Brazzaville au rythme du Fespam
Dès les premières notes résonnant sous la canopée humide de la capitale congolaise, le Festival panafricain de musique s’est imposé comme la colonne vertébrale culturelle du mois de juillet. Pour cette douzième édition, le Palais des congrès de Brazzaville a rassemblé un public composite – diplomates, investisseurs, mélomanes – venu mesurer combien la créativité africaine peut servir de levier économique. Dans cet amphithéâtre devenu caisse de résonance d’une Afrique plurielle, la présence du président Denis Sassou Nguesso et de nombreuses délégations étrangères a donné à l’événement une dimension protocolaire et stratégique qui dépasse la simple célébration artistique.

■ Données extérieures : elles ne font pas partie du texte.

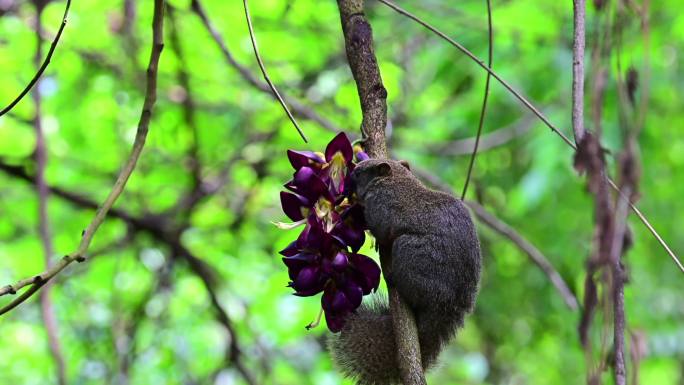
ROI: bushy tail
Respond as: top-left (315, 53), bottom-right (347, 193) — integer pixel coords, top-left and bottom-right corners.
top-left (328, 297), bottom-right (399, 385)
top-left (328, 296), bottom-right (462, 385)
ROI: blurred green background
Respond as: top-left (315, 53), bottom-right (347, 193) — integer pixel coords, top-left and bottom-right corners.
top-left (0, 0), bottom-right (684, 385)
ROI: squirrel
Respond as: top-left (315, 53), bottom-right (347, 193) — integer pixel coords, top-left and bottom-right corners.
top-left (328, 159), bottom-right (481, 385)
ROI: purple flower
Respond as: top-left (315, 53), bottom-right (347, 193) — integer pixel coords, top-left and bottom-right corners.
top-left (278, 133), bottom-right (380, 332)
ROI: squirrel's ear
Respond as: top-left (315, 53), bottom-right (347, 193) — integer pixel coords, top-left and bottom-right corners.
top-left (376, 162), bottom-right (392, 176)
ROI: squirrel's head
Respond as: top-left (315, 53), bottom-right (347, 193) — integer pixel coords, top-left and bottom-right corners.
top-left (351, 159), bottom-right (413, 204)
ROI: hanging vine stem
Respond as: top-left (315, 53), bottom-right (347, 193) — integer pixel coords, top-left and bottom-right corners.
top-left (461, 0), bottom-right (494, 200)
top-left (0, 0), bottom-right (164, 315)
top-left (378, 0), bottom-right (684, 273)
top-left (0, 0), bottom-right (71, 116)
top-left (242, 0), bottom-right (309, 143)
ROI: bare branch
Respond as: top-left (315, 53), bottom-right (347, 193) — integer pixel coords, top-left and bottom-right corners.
top-left (461, 0), bottom-right (494, 200)
top-left (0, 0), bottom-right (71, 116)
top-left (378, 0), bottom-right (576, 149)
top-left (31, 1), bottom-right (67, 385)
top-left (425, 115), bottom-right (536, 156)
top-left (572, 0), bottom-right (586, 145)
top-left (190, 0), bottom-right (343, 132)
top-left (242, 0), bottom-right (308, 143)
top-left (0, 0), bottom-right (164, 315)
top-left (337, 0), bottom-right (426, 385)
top-left (378, 0), bottom-right (684, 273)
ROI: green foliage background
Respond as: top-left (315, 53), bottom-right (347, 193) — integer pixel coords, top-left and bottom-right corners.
top-left (0, 0), bottom-right (684, 385)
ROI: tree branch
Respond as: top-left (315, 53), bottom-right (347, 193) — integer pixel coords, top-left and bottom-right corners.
top-left (31, 1), bottom-right (67, 385)
top-left (0, 0), bottom-right (164, 315)
top-left (572, 0), bottom-right (586, 145)
top-left (461, 0), bottom-right (494, 200)
top-left (0, 0), bottom-right (71, 116)
top-left (378, 0), bottom-right (684, 273)
top-left (190, 0), bottom-right (342, 132)
top-left (242, 0), bottom-right (308, 143)
top-left (337, 0), bottom-right (426, 385)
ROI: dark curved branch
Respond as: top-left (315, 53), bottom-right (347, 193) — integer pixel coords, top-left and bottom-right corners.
top-left (190, 0), bottom-right (342, 132)
top-left (461, 0), bottom-right (494, 200)
top-left (31, 1), bottom-right (67, 385)
top-left (242, 0), bottom-right (309, 143)
top-left (378, 0), bottom-right (684, 273)
top-left (0, 0), bottom-right (164, 315)
top-left (0, 0), bottom-right (71, 116)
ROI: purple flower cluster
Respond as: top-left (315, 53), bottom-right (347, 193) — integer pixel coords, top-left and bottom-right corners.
top-left (278, 133), bottom-right (380, 332)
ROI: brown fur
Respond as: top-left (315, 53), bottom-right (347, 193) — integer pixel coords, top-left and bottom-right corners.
top-left (329, 159), bottom-right (480, 385)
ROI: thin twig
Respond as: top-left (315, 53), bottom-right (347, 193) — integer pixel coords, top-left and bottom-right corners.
top-left (0, 0), bottom-right (71, 116)
top-left (190, 0), bottom-right (342, 132)
top-left (31, 1), bottom-right (67, 385)
top-left (572, 0), bottom-right (586, 145)
top-left (378, 0), bottom-right (576, 149)
top-left (0, 0), bottom-right (164, 315)
top-left (242, 0), bottom-right (309, 143)
top-left (378, 0), bottom-right (684, 273)
top-left (430, 115), bottom-right (536, 156)
top-left (461, 0), bottom-right (494, 200)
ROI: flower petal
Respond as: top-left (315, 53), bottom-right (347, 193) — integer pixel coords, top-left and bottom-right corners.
top-left (344, 280), bottom-right (363, 310)
top-left (287, 150), bottom-right (325, 170)
top-left (325, 132), bottom-right (354, 163)
top-left (356, 151), bottom-right (370, 162)
top-left (349, 254), bottom-right (380, 295)
top-left (332, 253), bottom-right (349, 272)
top-left (285, 167), bottom-right (335, 202)
top-left (321, 289), bottom-right (353, 314)
top-left (280, 191), bottom-right (311, 222)
top-left (325, 311), bottom-right (347, 333)
top-left (292, 266), bottom-right (323, 292)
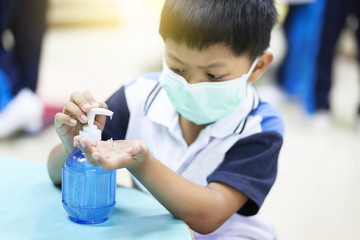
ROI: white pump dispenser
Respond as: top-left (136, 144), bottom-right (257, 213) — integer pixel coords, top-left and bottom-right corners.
top-left (80, 108), bottom-right (114, 141)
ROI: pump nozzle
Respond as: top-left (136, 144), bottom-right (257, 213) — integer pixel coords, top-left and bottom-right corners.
top-left (80, 108), bottom-right (114, 141)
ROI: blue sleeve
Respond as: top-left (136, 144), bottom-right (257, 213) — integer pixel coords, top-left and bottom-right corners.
top-left (207, 132), bottom-right (283, 216)
top-left (102, 87), bottom-right (130, 140)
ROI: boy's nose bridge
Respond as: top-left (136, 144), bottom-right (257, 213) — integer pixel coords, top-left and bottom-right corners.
top-left (185, 72), bottom-right (206, 84)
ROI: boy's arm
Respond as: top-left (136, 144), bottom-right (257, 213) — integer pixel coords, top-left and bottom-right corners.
top-left (74, 136), bottom-right (248, 234)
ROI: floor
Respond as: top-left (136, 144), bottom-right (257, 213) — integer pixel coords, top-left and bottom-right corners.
top-left (0, 1), bottom-right (360, 240)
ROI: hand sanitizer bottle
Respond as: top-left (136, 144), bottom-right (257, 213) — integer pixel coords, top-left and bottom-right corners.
top-left (62, 108), bottom-right (116, 224)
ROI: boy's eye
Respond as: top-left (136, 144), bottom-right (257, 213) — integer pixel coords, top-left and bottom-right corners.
top-left (207, 73), bottom-right (222, 80)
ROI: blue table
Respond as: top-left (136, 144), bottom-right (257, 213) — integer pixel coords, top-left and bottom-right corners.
top-left (0, 156), bottom-right (192, 240)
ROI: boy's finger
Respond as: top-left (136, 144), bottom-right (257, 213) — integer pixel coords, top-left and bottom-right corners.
top-left (70, 92), bottom-right (91, 113)
top-left (54, 113), bottom-right (77, 128)
top-left (81, 91), bottom-right (100, 108)
top-left (63, 102), bottom-right (88, 124)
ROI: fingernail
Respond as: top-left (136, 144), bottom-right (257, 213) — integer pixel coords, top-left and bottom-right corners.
top-left (80, 141), bottom-right (86, 148)
top-left (83, 103), bottom-right (91, 110)
top-left (92, 155), bottom-right (100, 161)
top-left (70, 119), bottom-right (77, 126)
top-left (91, 102), bottom-right (100, 108)
top-left (81, 114), bottom-right (88, 122)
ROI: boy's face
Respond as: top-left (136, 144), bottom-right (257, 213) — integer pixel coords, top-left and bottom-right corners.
top-left (165, 39), bottom-right (272, 84)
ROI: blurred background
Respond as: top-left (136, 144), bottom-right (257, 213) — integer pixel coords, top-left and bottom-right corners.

Un festival sous l’œil bienveillant des institutions
Créé en 1995 puis placé sous l’égide de l’Union africaine, le Fespam n’est plus seulement une vitrine culturelle ; il devient, édition après édition, un forum diplomatique informel où convergent intérêts culturels et ambitions économiques. L’engagement de l’exécutif congolais dans l’organisation logistique, la sécurisation des lieux et l’accueil des délégations témoigne d’une volonté politique affirmée : faire de la culture un pilier de la stratégie de développement national. Les annonces budgétaires dédiées aux industries créatives, relayées par le Premier ministre Anatole Collinet Makosso, illustrent cette orientation qui associe soft power et diversification de l’économie.
Le numérique, nouveau terrain de jeu créatif
Le thème retenu cette année – « Musique et enjeux économiques en Afrique à l’ère du numérique » – résonne avec acuité dans un contexte où le streaming a redistribué les cartes de la monétisation artistique. Les tables rondes ont insisté sur la sécurisation des droits d’auteur, la création de plateformes panafricaines de diffusion et l’attrait de nouveaux investisseurs. Des représentants de start-up locales, appuyés par le ministère des Postes, des Télécommunications et de l’Économie numérique, ont présenté des solutions destinées à élargir l’accès des artistes aux marchés extérieurs, atténuant ainsi la dépendance aux majors étrangères.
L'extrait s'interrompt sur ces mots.